I am a professional 26 year old woman with the tendency to throw toddler style tantrums from the most minor of annoyances. ‘Meltdowns’, as they are more appropriately called, are well known in children on the autistic spectrum, but what is often not talked about is that they still happen in adults on the spectrum too, even high functioning adults with jobs and their own families. I remember having them as a child, and how everyone would think I was ‘just throwing a tantrum to get my own way’, and I vividly recall the complete overwhelming frustration and pain I went through during each one, and that they were in no way related to naughtiness and made exaggeratedly worst by that suggestion, or by being told to stop. I remember it so vividly because that’s how they still feel now, every bit as painful and frustrating, and still as uncontrollable.
They do not come out of the blue, although to me it often seems like it. They are an accumulation of too much stress and too many demands, mixed with tiredness and sometimes even hunger. They have rarely been made public; the advantage of being an adult who has meltdowns is the awareness to quickly throw yourself into a toilet or get yourself back home before you take the cap off the bottle and explode. I am fortunate to have a partner who I can happily meltdown in front of and feel no shame, in fact she often tells me I need to have one to get it out of my system and prevent an even larger one down the line! But to be an adult and still have what many consider the emotional reactions of a child, can be incredibly damaging. How do I go from giving a talk at university to a screaming ball of mess desperately stimming under a duvet?

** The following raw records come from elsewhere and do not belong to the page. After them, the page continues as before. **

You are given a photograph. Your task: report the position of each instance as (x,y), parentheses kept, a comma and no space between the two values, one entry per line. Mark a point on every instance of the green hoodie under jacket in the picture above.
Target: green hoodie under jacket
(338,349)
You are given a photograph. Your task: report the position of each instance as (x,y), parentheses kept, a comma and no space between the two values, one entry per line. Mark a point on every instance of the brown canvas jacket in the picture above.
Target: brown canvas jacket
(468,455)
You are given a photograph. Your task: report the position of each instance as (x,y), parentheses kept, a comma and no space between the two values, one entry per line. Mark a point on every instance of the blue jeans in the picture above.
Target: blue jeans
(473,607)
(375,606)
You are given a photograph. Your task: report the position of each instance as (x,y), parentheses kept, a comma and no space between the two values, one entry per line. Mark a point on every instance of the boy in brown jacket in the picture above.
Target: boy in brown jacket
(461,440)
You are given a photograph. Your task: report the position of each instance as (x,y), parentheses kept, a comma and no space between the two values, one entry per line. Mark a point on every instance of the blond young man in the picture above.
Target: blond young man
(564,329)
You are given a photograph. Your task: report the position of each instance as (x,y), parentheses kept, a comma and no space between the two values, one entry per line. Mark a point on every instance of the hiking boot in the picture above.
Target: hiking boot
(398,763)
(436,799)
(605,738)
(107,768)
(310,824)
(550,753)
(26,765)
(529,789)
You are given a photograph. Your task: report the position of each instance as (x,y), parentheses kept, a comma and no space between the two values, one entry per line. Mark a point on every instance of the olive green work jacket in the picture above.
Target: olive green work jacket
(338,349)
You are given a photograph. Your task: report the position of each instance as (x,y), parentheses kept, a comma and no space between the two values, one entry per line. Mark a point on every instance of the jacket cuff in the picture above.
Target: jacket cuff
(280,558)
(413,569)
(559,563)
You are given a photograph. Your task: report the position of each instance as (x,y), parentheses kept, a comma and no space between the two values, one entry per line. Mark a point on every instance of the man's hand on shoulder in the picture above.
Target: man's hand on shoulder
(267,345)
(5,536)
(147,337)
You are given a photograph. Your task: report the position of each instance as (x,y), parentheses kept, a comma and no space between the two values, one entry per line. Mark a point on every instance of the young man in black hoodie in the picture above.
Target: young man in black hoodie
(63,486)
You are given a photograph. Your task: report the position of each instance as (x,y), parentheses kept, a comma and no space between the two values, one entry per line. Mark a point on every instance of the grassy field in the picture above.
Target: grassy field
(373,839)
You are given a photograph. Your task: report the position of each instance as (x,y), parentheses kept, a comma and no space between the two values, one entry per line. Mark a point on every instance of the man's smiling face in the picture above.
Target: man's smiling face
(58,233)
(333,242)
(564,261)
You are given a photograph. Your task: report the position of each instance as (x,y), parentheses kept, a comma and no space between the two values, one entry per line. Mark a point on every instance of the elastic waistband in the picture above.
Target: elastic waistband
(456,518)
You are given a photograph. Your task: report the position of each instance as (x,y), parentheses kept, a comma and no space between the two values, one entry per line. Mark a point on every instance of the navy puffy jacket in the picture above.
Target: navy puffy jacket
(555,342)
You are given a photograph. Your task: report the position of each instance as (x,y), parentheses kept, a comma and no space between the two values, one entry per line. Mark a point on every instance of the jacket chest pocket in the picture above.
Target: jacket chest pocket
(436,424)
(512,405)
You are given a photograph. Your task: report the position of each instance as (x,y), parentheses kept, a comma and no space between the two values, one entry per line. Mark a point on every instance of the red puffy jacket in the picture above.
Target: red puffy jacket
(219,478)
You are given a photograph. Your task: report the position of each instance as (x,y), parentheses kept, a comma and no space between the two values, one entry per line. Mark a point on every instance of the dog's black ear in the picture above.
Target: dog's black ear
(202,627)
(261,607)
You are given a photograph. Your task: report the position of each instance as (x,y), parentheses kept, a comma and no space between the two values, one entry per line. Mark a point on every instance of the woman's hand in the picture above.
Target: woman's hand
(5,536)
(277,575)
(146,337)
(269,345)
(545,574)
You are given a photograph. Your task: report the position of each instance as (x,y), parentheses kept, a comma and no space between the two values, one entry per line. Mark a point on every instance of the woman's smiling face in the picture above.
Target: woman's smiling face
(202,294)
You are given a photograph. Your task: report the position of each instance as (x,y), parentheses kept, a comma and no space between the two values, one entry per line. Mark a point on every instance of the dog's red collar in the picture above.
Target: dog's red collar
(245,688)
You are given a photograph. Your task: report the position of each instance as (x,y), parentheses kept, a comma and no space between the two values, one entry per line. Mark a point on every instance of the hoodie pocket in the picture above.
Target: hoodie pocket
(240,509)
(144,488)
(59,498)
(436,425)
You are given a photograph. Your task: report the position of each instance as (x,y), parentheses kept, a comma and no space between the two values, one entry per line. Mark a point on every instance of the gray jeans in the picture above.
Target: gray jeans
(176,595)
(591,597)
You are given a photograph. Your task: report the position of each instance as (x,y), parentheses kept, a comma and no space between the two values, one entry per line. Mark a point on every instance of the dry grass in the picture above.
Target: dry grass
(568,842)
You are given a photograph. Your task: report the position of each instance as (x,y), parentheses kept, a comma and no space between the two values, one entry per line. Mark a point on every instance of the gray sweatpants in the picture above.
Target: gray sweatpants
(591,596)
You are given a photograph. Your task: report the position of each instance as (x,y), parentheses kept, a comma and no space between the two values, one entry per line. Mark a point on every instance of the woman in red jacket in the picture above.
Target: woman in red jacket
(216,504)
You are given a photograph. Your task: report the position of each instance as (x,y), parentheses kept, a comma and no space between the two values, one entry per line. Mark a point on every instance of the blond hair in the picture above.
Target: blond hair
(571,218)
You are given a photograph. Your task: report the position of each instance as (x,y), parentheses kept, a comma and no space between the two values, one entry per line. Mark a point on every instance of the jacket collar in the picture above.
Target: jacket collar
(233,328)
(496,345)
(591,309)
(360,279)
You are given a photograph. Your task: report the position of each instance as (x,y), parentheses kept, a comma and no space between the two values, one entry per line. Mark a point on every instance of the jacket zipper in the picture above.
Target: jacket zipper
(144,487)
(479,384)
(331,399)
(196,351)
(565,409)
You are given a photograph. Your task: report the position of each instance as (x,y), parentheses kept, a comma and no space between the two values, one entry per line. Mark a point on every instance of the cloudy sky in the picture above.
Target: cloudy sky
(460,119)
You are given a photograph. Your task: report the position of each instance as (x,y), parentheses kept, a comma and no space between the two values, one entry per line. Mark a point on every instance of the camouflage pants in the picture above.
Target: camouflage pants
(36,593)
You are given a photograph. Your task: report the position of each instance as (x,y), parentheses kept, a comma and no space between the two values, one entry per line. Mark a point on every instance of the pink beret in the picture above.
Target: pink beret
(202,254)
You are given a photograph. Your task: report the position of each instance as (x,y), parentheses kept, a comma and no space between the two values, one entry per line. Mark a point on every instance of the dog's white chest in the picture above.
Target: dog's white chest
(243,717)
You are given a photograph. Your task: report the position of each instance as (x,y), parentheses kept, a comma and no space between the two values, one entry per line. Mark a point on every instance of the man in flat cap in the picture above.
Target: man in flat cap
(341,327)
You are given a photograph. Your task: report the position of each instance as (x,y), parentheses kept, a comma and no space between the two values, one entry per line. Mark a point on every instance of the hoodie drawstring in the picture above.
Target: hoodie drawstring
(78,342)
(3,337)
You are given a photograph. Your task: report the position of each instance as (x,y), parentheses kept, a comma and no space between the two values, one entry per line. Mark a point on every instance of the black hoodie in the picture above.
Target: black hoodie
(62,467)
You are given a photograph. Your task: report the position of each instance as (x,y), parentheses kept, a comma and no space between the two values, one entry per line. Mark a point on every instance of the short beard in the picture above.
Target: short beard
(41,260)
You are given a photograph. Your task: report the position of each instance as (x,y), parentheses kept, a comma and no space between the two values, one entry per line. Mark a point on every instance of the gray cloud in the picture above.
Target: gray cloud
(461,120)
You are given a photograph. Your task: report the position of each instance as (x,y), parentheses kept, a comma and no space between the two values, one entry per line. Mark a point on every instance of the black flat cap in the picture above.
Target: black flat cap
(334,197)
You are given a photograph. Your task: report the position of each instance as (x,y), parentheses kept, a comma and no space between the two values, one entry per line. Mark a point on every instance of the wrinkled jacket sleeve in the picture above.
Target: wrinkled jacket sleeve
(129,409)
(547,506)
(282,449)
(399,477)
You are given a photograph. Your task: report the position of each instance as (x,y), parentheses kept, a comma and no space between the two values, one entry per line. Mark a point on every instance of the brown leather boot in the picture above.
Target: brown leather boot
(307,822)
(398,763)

Last week I felt the presence of a meltdown lurking in the background. I needed to go to bed and I had got too absorbed in my work and left it until way later than my usual bedtime. Suddenly I was overwhelmed by how much I would have to do to before I could get into bed, and how much of a mess my room was, and how much stuff I needed to get done the next day. My bucket was over flowing with what seemed like very minor stresses, but I could not reason with any of them. A few days previously I had been once again on the verge. A meeting had gone badly at university; I felt a deep sense of injustice and being let down. Thirty minutes later and I was hiding in my office toilet trying to suppress the inevitable so I could get myself home and raise no suspicions. This meltdown is still whirling inside of me, waiting for a safe space to be let out, and what will seem like ‘the straw that broke the camel’s back’. I miss the days when I could be less cautious of my emotions, when crying in public was not the worst possible thing imaginable, and I did not have the fear that I would never be able to stop once I started. As a female who was not diagnosed until her early twenties, I have always had a paranoia of others’ judgements and have constantly monitored how I appear to others to ensure I am fitting in. My worst nightmare has always been, and still is, a public meltdown, and living in fear of your emotions as a result really takes its toll. I mean everyone’s cried in public once, what am I so scared of anyway?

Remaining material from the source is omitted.